Vingertje-Lik

Er woont een prinsesje, hier heel ver vandaan

met handschoentjes aan, en een manteltje aan,

en schoentjes van goud, en een zilveren strik.

Dat kleine prinsesje heet: Vingertje-Lik.

Is ‘Vingertje-Lik’ dan een naam voor prinsesjes?

Zo heet ze, omdat ze zo snoept van de besjes,

en van de framboosjes en van de garnalen!

Omdat ze haar vingertje steekt in de schalen,

in iedere pan en in iedere kom,

daarom heet ze Vingertje-Lik, daarom.

Op eerste paasdag kwam het kleine prinsesje

om kwart over zeven precies uit haar nestje;

het venster stond open, een vogeltje zong er,

maar Vingertje-Lik had alleen maar weer honger.

Ze wilde niet uit. Ze had lak aan de lente,

want ‘t rook in de keuken zo heerlijk naar krenten,

naar room en amandeltjes, boter en honing…

Zo ruikt het met Pasen altijd bij een koning.

Er was nog geen mens, en de keuken was leeg,

maar daar op de vloer stond een tobbe met deeg.

Kom, eventjes proeven, zei Vingertje-Lik.

Ze klom op de rand en…o jee, wat een schrik!

Daar viel ze pardoes in het taartenbeslag…

die Vingertje-Lik!
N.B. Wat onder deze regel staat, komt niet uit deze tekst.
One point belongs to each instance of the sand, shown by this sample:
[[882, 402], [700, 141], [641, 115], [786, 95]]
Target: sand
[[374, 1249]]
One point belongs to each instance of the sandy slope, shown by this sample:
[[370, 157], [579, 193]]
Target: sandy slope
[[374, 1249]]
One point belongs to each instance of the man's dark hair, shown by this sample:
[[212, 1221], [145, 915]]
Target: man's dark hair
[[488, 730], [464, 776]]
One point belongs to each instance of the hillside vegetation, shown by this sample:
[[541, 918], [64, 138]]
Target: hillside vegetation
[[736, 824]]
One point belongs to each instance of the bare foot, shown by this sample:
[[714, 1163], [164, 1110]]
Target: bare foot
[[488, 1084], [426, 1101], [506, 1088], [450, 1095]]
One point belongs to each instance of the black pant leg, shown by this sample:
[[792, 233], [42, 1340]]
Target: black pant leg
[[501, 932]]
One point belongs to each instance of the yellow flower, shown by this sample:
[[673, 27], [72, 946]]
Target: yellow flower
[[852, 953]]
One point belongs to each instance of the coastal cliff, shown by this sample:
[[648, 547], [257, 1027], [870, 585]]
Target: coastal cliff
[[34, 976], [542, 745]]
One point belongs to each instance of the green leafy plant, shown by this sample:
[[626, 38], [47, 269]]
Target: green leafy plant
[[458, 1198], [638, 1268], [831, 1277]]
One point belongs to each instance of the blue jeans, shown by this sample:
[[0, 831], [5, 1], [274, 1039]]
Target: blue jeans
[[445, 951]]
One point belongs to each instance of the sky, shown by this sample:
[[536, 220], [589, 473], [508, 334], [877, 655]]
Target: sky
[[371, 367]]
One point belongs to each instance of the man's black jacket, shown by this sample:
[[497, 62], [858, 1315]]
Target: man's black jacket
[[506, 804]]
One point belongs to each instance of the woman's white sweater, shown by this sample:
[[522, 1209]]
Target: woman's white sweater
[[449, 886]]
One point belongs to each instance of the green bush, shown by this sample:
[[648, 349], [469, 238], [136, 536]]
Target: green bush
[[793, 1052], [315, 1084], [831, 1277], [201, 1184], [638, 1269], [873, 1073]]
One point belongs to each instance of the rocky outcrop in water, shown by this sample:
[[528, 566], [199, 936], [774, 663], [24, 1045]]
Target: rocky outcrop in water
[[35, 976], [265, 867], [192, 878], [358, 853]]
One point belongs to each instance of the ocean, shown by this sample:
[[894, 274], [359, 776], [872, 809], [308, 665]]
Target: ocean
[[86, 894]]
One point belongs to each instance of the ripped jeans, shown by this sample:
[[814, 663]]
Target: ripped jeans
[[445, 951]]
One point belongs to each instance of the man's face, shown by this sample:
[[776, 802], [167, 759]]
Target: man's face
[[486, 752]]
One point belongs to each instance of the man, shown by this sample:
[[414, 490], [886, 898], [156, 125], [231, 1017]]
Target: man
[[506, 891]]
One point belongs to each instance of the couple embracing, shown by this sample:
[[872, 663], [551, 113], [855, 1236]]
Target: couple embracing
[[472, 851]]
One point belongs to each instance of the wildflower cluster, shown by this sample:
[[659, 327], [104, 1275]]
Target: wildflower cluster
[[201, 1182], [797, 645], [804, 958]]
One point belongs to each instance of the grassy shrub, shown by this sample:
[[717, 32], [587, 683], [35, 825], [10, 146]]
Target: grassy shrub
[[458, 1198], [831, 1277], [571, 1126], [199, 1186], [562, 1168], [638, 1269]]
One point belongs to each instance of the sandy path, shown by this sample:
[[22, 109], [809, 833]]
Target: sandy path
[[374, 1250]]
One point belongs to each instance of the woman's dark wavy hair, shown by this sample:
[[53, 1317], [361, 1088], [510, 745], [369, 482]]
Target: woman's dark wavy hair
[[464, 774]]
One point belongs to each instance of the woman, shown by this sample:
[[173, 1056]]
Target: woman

Och, och, och…Ach, ach, ach!

Haar vader en moeder, dat spreekt vanzelf,

die waren pas op zo om kwart over elf,

ze zeiden direct met veel angst en veel beven:

Waar zou toch ons Vingertje-Lik zijn gebleven?

Ze gingen aan ‘t zoeken, ze zochten als gekken,

in hoeken en gaten, in alle vertrekken…

Ze zochten de tuin door, tot kwart over twee,

en toen was het tijd voor het grote diner!

Daar kwamen de gasten al: veertien baronnen

en zeven gravinnen, in kanten japonnen!

Eerst aten ze soep en een paasomelet,

en toen werd de taart op de tafel gezet.

De koningin zuchtte maar, elk ogenblik:

Waar zou ze toch wezen? Mijn Vingertje-Lik…

Komaan, zei de koning, het mes er maar in!

U houdt toch van roomtaart, hè lieve gravin?

Toen nam hij het mes om de taart aan te snijden,

maar o, wat een wonder! De taart stond te schreien!

De taart stond te huilen, de taart gaf geluid!

En duidelijk hoorde men: Ik wil eruit!

Ze sneden de taart aan; wat kwam er naar buiten?

Ten eerste een hele stroom tranen. Met tuiten.

Toen kwam er een voetje, dat heuselijk leefde,

en toen het prinsesje, dat vreselijk kleefde.

En iedereen juichte, en ieder stond paf,

toen Vingertje-Lik hun een handje gaf.

Ziezo, zei de koning, en nu tot je straf:

nu lik jij jezelf maar eens helemaal af!